Orson Welles's 'Other Side of the Wind' for Netflix: Watch Archivists Breathe New Life Into Long-Unfinished Film (Exclusive Clip)
Between Netflix‘s film-festival acquisitions and its original feature production (not to mention its TV series), the streaming service has become an entertainment industry juggernaut. Its commitment to movies clearly extends beyond new releases, however, as evidenced by yesterday’s headline-making news that it is coming to the rescue of The Other Side of the Wind, a never-completed film by Orson Welles that a team of producers (including Filip Jan Rymsza, Frank Marshall, and Peter Bogdanovich) has been trying to assemble for release for years, to no avail. It’s an announcement about which to cheer — and now, Yahoo Movies has an exclusive first look at the effort to bring Welles’s long-unfinished project to viewers worldwide. The clip (watch it above) features Rymsza in France with the now-inventoried camera negatives of Welles’ footage, ready to be shipped to L.A. for scanning and editorial work.
As described by The New York Times, The Other Side of the Wind is “a skewering of avant-garde directors…conceptualized by Welles as a type of collage. The film is a reconstruction of a party (using various types of footage supposedly shot by guests and the paparazzi) held at the home of Jake Hannaford, a nonconformist film director, just before he dies. Scenes from Hannaford’s unfinished comeback film-within-a-film are interspersed.” Comprised of disparate types of footage Welles shot between 1970 and 1976 (he died in 1985), the film has been a nightmare to put back together, both because of rights issues, and because of the financial investment required to do so (a 2014 Indiegogo crowdfunding campaign to raise cash fell far short of its goal). And thus, it’s no surprise that, as the exclusive video above suggests, the arduous, methodical effort to reconstruct Welles’s movie is now an intriguing story all its own.
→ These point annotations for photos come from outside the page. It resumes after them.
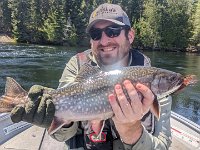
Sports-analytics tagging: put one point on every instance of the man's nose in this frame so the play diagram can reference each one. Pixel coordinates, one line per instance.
(104, 39)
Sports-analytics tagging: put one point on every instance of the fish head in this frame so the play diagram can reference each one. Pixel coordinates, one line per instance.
(166, 82)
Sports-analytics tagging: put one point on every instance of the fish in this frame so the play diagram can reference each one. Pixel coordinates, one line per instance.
(87, 98)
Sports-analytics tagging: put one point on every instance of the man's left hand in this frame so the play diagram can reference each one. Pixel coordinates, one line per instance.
(128, 113)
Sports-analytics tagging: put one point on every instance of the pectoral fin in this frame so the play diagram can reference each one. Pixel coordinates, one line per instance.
(155, 108)
(55, 125)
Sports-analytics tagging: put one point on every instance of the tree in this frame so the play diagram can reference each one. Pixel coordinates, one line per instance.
(196, 25)
(175, 27)
(147, 27)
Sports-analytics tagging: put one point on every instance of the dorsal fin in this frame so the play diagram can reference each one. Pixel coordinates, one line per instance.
(86, 71)
(12, 88)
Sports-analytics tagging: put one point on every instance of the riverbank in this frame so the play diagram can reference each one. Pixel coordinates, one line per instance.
(6, 39)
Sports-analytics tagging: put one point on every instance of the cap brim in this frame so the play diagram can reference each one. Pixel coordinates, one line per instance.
(97, 20)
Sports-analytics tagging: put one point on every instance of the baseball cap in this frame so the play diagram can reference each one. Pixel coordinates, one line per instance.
(109, 12)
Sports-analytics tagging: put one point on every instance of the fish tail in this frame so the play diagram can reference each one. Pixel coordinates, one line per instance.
(14, 95)
(190, 80)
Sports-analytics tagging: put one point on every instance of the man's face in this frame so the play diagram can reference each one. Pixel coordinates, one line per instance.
(110, 50)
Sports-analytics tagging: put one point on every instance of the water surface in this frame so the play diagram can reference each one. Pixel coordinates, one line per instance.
(33, 64)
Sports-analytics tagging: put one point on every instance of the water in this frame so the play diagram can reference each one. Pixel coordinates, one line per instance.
(33, 64)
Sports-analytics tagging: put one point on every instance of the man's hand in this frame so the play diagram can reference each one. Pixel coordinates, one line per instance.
(128, 113)
(39, 110)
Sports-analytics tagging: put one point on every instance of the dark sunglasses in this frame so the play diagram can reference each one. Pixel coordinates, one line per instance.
(110, 31)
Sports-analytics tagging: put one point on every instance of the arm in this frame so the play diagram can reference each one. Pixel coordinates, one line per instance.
(161, 139)
(127, 118)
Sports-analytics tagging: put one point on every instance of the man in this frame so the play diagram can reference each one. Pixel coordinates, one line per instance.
(132, 126)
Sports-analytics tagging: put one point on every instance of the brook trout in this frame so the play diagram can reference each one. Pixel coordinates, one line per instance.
(87, 98)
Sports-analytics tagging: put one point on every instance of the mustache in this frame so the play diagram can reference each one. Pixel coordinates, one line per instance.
(100, 46)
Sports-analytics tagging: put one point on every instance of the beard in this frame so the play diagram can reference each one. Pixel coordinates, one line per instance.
(118, 56)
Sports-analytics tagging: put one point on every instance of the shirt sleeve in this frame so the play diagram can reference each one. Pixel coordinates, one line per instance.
(161, 138)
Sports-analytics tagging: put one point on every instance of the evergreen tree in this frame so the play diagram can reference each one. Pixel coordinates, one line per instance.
(55, 23)
(196, 25)
(147, 28)
(175, 27)
(6, 25)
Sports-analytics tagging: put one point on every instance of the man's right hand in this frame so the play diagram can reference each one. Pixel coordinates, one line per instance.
(39, 110)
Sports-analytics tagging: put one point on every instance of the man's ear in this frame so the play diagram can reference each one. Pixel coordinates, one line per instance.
(131, 35)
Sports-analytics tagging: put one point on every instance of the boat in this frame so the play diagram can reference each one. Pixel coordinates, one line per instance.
(185, 136)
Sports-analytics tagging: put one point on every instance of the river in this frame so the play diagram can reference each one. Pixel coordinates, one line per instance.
(34, 64)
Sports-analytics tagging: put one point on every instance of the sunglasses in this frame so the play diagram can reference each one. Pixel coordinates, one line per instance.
(110, 31)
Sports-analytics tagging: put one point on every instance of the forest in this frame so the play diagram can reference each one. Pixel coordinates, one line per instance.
(158, 24)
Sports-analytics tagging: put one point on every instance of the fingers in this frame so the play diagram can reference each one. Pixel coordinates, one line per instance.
(123, 102)
(136, 102)
(30, 109)
(131, 106)
(115, 107)
(50, 111)
(35, 91)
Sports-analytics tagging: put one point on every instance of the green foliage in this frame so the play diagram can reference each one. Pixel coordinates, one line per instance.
(165, 24)
(196, 25)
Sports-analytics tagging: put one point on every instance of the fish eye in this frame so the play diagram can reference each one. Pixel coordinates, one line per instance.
(172, 78)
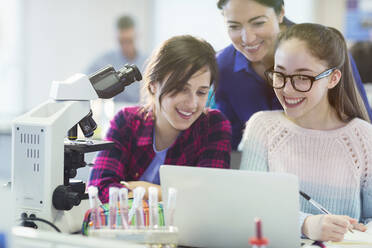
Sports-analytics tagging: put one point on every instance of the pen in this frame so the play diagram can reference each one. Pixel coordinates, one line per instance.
(125, 184)
(318, 206)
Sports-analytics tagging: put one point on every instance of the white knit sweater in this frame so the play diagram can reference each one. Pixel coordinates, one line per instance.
(334, 167)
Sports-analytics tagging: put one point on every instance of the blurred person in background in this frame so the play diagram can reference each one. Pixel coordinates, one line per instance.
(253, 26)
(126, 53)
(362, 53)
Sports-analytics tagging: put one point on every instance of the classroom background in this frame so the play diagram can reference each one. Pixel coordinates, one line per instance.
(42, 41)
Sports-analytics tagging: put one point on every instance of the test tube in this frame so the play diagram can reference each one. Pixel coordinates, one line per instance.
(94, 205)
(153, 207)
(113, 205)
(123, 197)
(171, 206)
(140, 220)
(137, 209)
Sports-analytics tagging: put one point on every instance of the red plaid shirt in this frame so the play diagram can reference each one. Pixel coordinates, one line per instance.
(205, 144)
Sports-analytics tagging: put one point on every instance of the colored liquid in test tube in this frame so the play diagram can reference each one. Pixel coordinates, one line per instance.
(94, 205)
(153, 207)
(124, 208)
(113, 206)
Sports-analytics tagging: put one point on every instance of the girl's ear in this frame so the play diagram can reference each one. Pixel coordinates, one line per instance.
(335, 79)
(153, 87)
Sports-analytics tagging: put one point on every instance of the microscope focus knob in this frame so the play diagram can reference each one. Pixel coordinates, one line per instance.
(64, 198)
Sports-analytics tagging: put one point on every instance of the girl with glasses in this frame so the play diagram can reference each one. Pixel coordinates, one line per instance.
(323, 135)
(172, 127)
(253, 26)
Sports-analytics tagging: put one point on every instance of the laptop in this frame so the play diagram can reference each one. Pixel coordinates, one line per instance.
(217, 207)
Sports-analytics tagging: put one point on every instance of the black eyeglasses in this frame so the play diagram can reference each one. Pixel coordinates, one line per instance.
(302, 83)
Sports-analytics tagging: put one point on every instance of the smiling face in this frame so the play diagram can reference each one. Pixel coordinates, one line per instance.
(293, 57)
(179, 111)
(252, 27)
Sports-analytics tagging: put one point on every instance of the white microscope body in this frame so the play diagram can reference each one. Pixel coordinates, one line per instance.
(38, 141)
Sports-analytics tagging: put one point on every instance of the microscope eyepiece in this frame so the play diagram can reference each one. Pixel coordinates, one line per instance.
(108, 83)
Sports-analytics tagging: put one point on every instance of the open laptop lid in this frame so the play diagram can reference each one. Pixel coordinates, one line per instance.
(217, 207)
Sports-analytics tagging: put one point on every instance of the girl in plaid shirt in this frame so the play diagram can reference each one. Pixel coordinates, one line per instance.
(173, 127)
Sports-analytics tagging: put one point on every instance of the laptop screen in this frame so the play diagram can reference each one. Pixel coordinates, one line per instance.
(217, 207)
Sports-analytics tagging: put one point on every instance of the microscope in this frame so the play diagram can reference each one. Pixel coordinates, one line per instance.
(45, 159)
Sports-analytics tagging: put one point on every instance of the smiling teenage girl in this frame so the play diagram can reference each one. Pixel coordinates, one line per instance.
(253, 26)
(174, 127)
(323, 136)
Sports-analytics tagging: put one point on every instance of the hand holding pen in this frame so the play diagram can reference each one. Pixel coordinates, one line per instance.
(327, 227)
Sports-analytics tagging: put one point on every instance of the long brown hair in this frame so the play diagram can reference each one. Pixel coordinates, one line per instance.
(178, 58)
(328, 44)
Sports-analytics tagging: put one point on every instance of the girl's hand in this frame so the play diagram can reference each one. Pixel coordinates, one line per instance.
(359, 226)
(134, 184)
(328, 227)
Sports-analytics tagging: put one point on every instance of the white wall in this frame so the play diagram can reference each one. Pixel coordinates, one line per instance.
(63, 37)
(196, 17)
(10, 59)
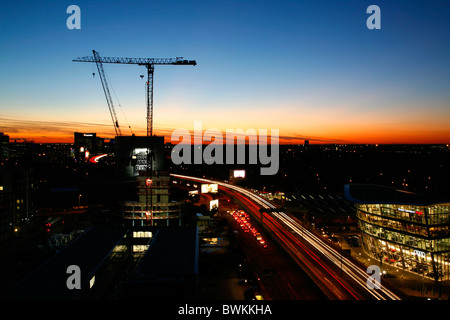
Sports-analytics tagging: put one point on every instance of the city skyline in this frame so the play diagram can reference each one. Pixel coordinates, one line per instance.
(312, 70)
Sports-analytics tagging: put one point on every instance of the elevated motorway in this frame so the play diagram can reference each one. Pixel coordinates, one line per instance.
(338, 277)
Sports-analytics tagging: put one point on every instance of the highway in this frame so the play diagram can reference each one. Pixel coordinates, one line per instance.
(337, 276)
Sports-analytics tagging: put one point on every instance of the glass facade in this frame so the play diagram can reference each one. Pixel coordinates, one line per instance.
(411, 237)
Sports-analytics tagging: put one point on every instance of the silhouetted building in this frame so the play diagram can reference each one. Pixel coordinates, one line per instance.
(152, 206)
(87, 145)
(16, 199)
(118, 263)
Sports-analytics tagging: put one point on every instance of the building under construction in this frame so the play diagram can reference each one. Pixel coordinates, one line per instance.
(152, 205)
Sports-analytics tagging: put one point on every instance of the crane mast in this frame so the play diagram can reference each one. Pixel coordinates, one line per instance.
(109, 100)
(149, 63)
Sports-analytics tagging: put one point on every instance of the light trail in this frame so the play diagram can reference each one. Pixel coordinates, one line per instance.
(352, 270)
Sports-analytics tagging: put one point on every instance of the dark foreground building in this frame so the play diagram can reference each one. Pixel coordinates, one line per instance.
(404, 229)
(118, 263)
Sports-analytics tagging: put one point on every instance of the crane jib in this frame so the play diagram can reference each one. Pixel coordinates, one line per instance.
(139, 61)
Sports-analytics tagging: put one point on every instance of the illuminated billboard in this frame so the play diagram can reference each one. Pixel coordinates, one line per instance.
(214, 204)
(209, 188)
(239, 173)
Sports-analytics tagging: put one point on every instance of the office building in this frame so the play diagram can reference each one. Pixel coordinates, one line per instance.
(404, 229)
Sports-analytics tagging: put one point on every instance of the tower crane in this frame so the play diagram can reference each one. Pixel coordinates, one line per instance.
(149, 64)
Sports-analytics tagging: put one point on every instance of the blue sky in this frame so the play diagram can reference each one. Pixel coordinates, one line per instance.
(309, 68)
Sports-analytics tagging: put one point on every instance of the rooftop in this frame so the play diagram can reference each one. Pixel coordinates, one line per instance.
(370, 193)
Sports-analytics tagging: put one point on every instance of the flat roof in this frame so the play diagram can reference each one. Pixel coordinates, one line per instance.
(87, 251)
(371, 193)
(172, 252)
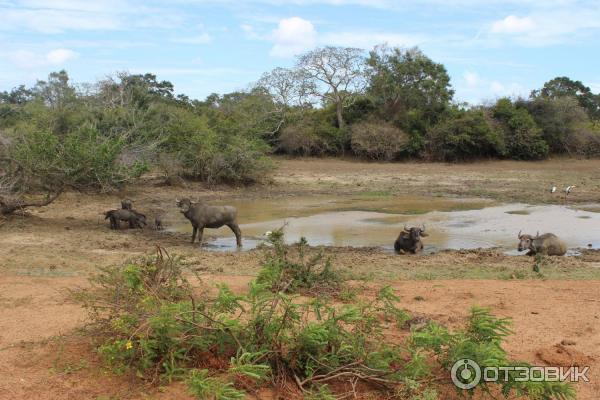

Welles’s career was dotted with unfinished films and unproduced screenplays. His Don Quixote began filming in the 1950s, and he was reportedly tinkering with it in editing the rest of his life; a version released after his death was not well received in 1992. A 1993 documentary, It’s All True: Based on an Unfinished Film by Orson Welles, explored a project intended to be the director’s follow-up to his classic The Magnificent Ambersons in 1942, an ill-fated omnibus of stories meant to showcase and help support U.S. efforts to foster alliances in Latin America. Welles would shoot extensive footage in Brazil, some of which reportedly surfaced in other films, some of which languished in studio vaults for decades, and some of which was dumped in the Pacific Ocean.
With Netflix money giving producers the time and resources necessary to finish their task, The Other Side of the Wind now seems to have its best chance yet for completion. While no release date for Welles’ film has been disclosed, you can get an exclusive look at some of the work going into the project (as recently as last week) in the video above.